Some of the Fathers also referred to Sunday, it being the day of a new creation, as the ‘Eighth Day’, whereas the old creation was completed in seven days. The idea of the Eighth Day is also used to refer to the day of the Lord’s return in glory, “that day” of final judgement; it is the Day of the Lord (see Isaiah 11:12ff). For the Fathers, this was because the divinization of mankind which began on Easter Sunday is perfected on the Lord’s day. On that eighth day, as St John Damascene says, the saints of God shall also rise in our bodies and share in Christ’s glory. Hence Easter Sunday – and indeed, every Sunday – also points ahead to the day of the resurrection of the dead, and of Christ’s Second Coming.
Hence Pope John Paul II said: “In the weekly reckoning of time Sunday recalls the day of Christ’s Resurrection. It is Easter which returns week by week, celebrating Christ’s victory over sin and death, the fulfilment in him of the first creation and the dawn of “the new creation” (cf. 2 Cor 5:17). It is the day which recalls in grateful adoration the world’s first day and looks forward in active hope to “the last day”, when Christ will come in glory (cf. Acts 1:11; 1 Th 4:13-17) and all things will be made new (cf. Rev 21:5)” (Dies Domini, §1).
This work of redemption, and of our elevation through grace is entirely God’s work.

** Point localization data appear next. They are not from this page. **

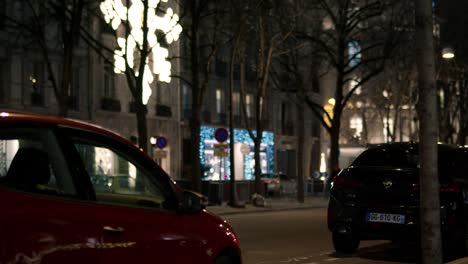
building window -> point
(356, 124)
(236, 103)
(388, 125)
(109, 82)
(219, 101)
(287, 125)
(3, 74)
(354, 53)
(249, 105)
(74, 93)
(2, 13)
(353, 83)
(36, 80)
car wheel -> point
(345, 243)
(225, 259)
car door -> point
(41, 210)
(135, 205)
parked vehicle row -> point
(71, 192)
(377, 197)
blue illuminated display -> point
(241, 136)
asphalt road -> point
(301, 236)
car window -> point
(119, 179)
(402, 158)
(32, 161)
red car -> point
(71, 192)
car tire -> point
(345, 243)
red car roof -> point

He alone causes our sanctification and brings about the new creation of grace, and allows us to share divine life with him in heaven. So, the liturgical text not only emphasizes the day of redemption itself, but highlights that this day was made by the Lord; He is the cause of Easter Sunday and all it stands for. In this sense the “day” to which the text refers is the day of our salvation, that one eternal day in which we stand in God’s presence in heaven (see Ps 84:10). As he has brought about this great work of salvation for our sake, so we should rejoice and be glad.We have reason to exult, and to sing praise to the Lord – for that is what ‘Alleluia’ means.

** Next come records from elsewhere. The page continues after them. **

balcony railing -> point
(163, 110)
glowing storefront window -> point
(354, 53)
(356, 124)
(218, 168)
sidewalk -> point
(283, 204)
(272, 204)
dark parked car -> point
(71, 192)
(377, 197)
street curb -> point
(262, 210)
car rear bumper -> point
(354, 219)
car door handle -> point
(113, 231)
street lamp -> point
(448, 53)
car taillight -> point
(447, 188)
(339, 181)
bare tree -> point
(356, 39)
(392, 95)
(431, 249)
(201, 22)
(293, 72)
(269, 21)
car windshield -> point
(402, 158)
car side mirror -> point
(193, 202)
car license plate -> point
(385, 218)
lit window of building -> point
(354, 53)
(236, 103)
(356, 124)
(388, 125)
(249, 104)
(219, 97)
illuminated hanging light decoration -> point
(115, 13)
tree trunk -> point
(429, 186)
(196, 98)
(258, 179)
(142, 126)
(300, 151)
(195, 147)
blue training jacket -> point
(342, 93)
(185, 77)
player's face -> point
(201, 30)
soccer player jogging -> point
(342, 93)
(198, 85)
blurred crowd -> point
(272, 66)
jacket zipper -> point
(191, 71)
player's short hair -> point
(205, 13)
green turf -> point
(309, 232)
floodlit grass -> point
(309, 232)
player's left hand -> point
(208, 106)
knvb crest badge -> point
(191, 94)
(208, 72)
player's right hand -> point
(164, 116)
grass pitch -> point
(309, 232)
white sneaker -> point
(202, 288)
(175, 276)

This setting by William Byrd (c.1540 – 1623) was included in his Cantiones Sacræ of 1591. Byrd was a recusant Catholic who had continued to write music for the persecuted Catholic community of England after the Reformation. Many of the works published in the Cantiones are mournful, and he even re-arranged psalm texts to relate the desolation of Israel to the situation of Catholics in his time. However, this piece, the Hæc dies is especially upbeat and fittingly exultant. In the midst of the persecution and trials endured by his fellow recusants in Elizabethan England, Byrd’s motet is a fine evocation of Easter hope and joy, of faith in the resurrection, and the new creation it heralded that we also share. For “if we have died with Christ, we believe that we shall also live with him” (Rom 6:8).